Writing a Business Plan

Business PlanningWhen thinking about writing a business plan, the first thing you need to consider is: What is the purpose of this plan? Is this a document for your own edification to help grow your business and ensure there is an end result which will be profitable, is this for an investor meeting to raise capital, is this for the purpose of obtaining a loan, or is this simply something you’re doing because you heard it’s a good thing to have? If this is for the purpose of obtaining a loan or investor funding, then there is likely a template that they expect you to use when creating your business plan because there are specific things they want to see. In this case, you simply follow the template and explain the reason your business is going to succeed.

But if the reason for your business plan is to truly understand your business and to ensure you will succeed, or if there is no template to go on, then you need to create a template of sorts for yourself. Without some kind of a foundation, it will be impossible to stay focused and create an actionable plan.

Traditionally, a business plan is made up of an Executive Summary, Business Description, Competitive Analysis, Market Strategies, and plans for corporate development, operations, and management. Finally, a good business plan has financial data either interspersed within the document or laid out at the end. So with this basic template in mind, it is time to start thinking about the design of your business plan.

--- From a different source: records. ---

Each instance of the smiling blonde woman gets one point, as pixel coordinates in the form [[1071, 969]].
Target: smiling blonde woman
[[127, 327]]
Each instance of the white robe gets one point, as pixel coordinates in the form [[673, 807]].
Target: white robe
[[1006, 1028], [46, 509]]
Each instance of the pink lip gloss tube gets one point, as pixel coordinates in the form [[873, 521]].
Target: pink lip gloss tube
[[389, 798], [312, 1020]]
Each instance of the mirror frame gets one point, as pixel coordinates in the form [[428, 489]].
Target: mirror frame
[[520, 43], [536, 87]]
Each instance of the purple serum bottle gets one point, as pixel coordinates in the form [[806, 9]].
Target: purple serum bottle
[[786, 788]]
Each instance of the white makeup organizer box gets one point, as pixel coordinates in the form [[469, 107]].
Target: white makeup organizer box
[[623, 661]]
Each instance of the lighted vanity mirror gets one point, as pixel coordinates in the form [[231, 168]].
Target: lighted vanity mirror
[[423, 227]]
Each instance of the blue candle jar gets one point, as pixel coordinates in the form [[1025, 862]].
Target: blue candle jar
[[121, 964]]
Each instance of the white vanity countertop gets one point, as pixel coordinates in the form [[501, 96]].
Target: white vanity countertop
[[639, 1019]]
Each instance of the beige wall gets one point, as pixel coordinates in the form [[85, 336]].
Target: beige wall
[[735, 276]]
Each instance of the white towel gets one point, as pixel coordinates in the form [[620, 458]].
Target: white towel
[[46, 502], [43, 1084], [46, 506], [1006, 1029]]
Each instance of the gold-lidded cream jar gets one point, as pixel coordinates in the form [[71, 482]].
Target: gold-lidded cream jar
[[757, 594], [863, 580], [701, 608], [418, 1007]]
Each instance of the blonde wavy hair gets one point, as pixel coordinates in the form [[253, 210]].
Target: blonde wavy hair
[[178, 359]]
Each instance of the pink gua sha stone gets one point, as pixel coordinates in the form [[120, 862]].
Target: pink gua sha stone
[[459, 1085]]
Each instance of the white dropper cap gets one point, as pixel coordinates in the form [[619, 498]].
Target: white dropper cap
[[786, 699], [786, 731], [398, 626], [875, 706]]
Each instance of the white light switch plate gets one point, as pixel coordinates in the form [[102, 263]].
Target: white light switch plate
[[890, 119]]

For most, a traditional flip-book style business plan is the expectation. It will be anywhere from four to four hundred pages in length, will cover a myriad of topics based upon the aforementioned headers, and will dive into countless sub-descriptions within each topic. But this is not the only type of business plan. There is a growing trend, for instance, of one-page business plans. Some look like a resume, others utilize a four quadrant system on the page, and still others are a seemingly unintelligible grouping of numbers and phrases. Some people also create question-based business plans, which is simply a series of questions and answers related to how the business will operate, function, and succeed. So you need to consider what is right for your situation, which will be the most practical, and which will help you accomplish your goals.

Finally, you need to sit down and write your business plan. I generally recommend you start with your Executive Summary and Business Description. This explains everything about your business, why it was formed, and in what space it belongs. Then, you want to think about where your end results are in the business plans (these can be 1 year, three years, five years, or longer into the future) and what those projections look like. Finally, you want to work backwards from that end result to the present to ensure there is a realistic path to succeed. If not, you need to adjust your goals and start over. But by working backwards, it can often help to set loftier goals; help to find happiness in the small, incremental gains; and ensure there is a true strategy being put in place.

Once you have all of that in place, you want to ensure feasibility. This is done with the Competitive Analysis and Market Strategies. Once they are in place and feasibility is confirmed, you need to create a plan for how the company will operate, both from a corporate structure standpoint and a day-to-day operations standpoint like concrete solutions managed to do. You will also need plans for the management of the company, including a description of key stakeholders and their duties, and a plan for the development of the company to help it remain relevant and continue to grow to hit the projections and targets.

By building a business plan in this manner, you will ensure your plan is feasible, attainable, and goal oriented, which will help to ensure you follow it and reach your projections.